The Trial Chapter 7 Summary

Lawyer / Manufacturer / Painter

  • It's winter now, which seems like a long time given that the story started in the spring. K. is now obsessed with his trial. Dissatisfied with his lawyer, he wonders whether it would be better to write up his own defense. It would include an overview of his life and a thorough defense of every single important occasion in his life.
  • K.'s problem with his lawyer is that Huld doesn't seem to be getting anywhere. Huld keeps telling K. that his first petition is almost finished, but it sounds like it's almost pointless to submit because the first petition gets lost in the court bureaucracy. But, according to Huld, lawyers are still useful because of their personal relationships with judges. But these judges are only lower officials – the judges in the higher courts remain inaccessible to everybody, and nobody seems to know what they do or who they are. But even still, Huld thinks the best thing to do is to go along with the way things are.
  • In short, progress is being made – but not made.
  • The only bright side of K.'s visits to his lawyer is Leni. K. and Leni seem to enjoy some aggressive hand-holding while the lawyer sips his tea, apparently oblivious to their affair.
  • K. decides that he has to dismiss his lawyer and take charge of his trial personally, even if it means quitting his job and devoting his entire life to his own defense. But he can't seem to get enough energy to actually write out his petition.
  • Just then, K. is interrupted when an important client, a manufacturer, stops by. As the manufacturer explains his proposal, K.'s attention fades, and he's a little embarrassed when he can't really respond intelligently to the manufacturer because he hasn't been paying attention.
  • The vice president of the bank interrupts their meeting. K. suspects the vice president of attempting to undermine K.'s position at the bank. And indeed, the vice president promptly swoops the manufacturer aside and guides the manufacturer away from K.'s office.
  • Eventually, the manufacturer returns, pleased with the vice president's response. To K.'s surprise, the manufacturer knows about his trial and offers him an introduction to a friend, Titorelli, a painter whose work consists mainly in small landscapes and portraits, specifically of judges.
  • While at first reluctant, K. decides he'll go see Titorelli. To do so, he has to ignore three clients who are sitting in his waiting room, but, surprise, the vice president swoops in again and tells the clients that he'll take care of them in K.'s absence. To top it all off, the vice president starts snooping around K.'s office.
  • K. arrives in Titorelli's neighborhood, which is even more impoverished than the neighborhood of the courts. On the way up the stairs, a crowd of girls passes K., and, as he follows them, he asks them if Titorelli lives there. The apparent leader of the pack, who seems around thirteen and has a hunchback, leers at him suggestively instead.

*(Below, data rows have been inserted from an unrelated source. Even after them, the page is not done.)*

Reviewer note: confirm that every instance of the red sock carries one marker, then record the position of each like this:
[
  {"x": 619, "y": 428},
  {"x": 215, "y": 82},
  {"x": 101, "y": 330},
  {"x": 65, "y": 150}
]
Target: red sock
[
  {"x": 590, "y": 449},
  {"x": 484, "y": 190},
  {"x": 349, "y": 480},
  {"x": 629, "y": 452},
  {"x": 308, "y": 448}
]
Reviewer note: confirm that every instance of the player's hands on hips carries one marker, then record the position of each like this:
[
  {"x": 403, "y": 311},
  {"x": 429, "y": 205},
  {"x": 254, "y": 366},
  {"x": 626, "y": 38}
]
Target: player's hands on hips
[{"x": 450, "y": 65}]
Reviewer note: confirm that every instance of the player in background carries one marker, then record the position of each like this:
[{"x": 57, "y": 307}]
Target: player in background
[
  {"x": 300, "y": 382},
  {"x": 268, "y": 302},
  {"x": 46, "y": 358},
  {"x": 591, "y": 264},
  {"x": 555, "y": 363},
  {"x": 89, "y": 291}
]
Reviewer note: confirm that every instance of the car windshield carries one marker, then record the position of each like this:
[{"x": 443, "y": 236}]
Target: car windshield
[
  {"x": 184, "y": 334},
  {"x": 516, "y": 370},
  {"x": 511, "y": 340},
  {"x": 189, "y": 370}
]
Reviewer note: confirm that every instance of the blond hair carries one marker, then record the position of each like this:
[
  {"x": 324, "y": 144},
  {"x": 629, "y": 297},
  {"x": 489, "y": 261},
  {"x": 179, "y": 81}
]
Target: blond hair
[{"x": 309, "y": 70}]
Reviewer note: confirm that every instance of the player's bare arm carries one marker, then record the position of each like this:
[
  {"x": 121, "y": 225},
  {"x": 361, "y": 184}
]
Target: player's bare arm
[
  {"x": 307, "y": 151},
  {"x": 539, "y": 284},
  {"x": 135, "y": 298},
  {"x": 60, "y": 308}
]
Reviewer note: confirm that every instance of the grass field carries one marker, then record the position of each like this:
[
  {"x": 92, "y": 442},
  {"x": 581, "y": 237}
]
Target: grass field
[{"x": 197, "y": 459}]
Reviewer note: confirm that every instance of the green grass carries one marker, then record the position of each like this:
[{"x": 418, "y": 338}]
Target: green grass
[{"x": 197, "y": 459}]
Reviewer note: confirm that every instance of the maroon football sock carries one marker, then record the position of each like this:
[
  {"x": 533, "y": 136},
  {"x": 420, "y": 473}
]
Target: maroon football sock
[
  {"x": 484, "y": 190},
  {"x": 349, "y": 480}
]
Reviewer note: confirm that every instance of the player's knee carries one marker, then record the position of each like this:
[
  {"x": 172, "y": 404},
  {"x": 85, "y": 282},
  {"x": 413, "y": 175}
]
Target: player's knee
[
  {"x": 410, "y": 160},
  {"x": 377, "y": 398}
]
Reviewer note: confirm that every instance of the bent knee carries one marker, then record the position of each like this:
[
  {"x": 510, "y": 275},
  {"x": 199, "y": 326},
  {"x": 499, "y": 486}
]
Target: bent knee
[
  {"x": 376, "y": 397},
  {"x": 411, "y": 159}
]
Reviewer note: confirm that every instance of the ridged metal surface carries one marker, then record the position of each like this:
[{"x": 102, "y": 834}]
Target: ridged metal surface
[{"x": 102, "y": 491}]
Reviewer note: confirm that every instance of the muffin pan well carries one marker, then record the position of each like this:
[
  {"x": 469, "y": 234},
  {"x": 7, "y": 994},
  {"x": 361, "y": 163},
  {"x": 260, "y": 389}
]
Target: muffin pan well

  • Disturbed, K. continues to go up the stairs with the girls until they arrive at Titorelli's attic studio. Titorelli invites K. in and shoos the girls away, but the girls stay by his door, clamoring to be allowed in.
  • K. shows Titorelli the manufacturer's letter of introduction, but Titorelli doesn't seem to understand that K. wants to talk to him about his trial. So K. asks Titorelli about his paintings. Titorelli shows him the painting he's working on, a portrait of a judge in the exact same manner and style as the portrait that K. saw in Huld's study.
  • K. decides this is an in to ask Titorelli about his trial. Titorelli admits that he knew that's why K. was here all along. Titorelli invites K. to make himself at home, and suddenly K. feels the air to be oppressively heavy. After Titorelli encourages K. to make himself comfortable on the bed, he asks K. whether he's innocent. K. replies that he is. Titorelli seems to think that's a good thing, but doesn't really explain why or how this will help K. in his trial.
  • Titorelli gives K. a little background on himself: he comes from a long line of court painters. The rules of portraying the court are so arcane that only certain painting families can do the paintings correctly.
  • Titorelli then asks K. whether K. is interested in an actual acquittal, apparent acquittal, or a protraction. Before K. can get his hopes up, Titorelli explains that an actual acquittal is virtually unheard of, the stuff of ancient legends that he himself has illustrated on occasion.
  • An apparent acquittal, according to Titorelli, is like a temporary stop of the trial, but K. could be arrested again at any time and the trial could begin again. That doesn't sound fun to K.
  • A protraction, Titorelli explains, is basically a delay tactic, where you keep the trial in motion through various legal maneuvers, deferring the final judgment as endlessly as possible. On the plus side, you don't have to worry about sudden arrests. On the negative side, you spend your entire life working on your own case.
  • That doesn't sound like any fun to K. either, so he takes his leave. But, before he goes, Titorelli manages to sell him a bunch of paintings of heaths.
  • Since the annoying brats are still at Titorelli's front door, he invites K. to climb over his bed and go through the back door. When the door opens, to K.'s surprise, he sees the long hallway of the law court offices.
  • K. manages to get out of the building, and takes a cab to the bank, where he locks the paintings away in a drawer.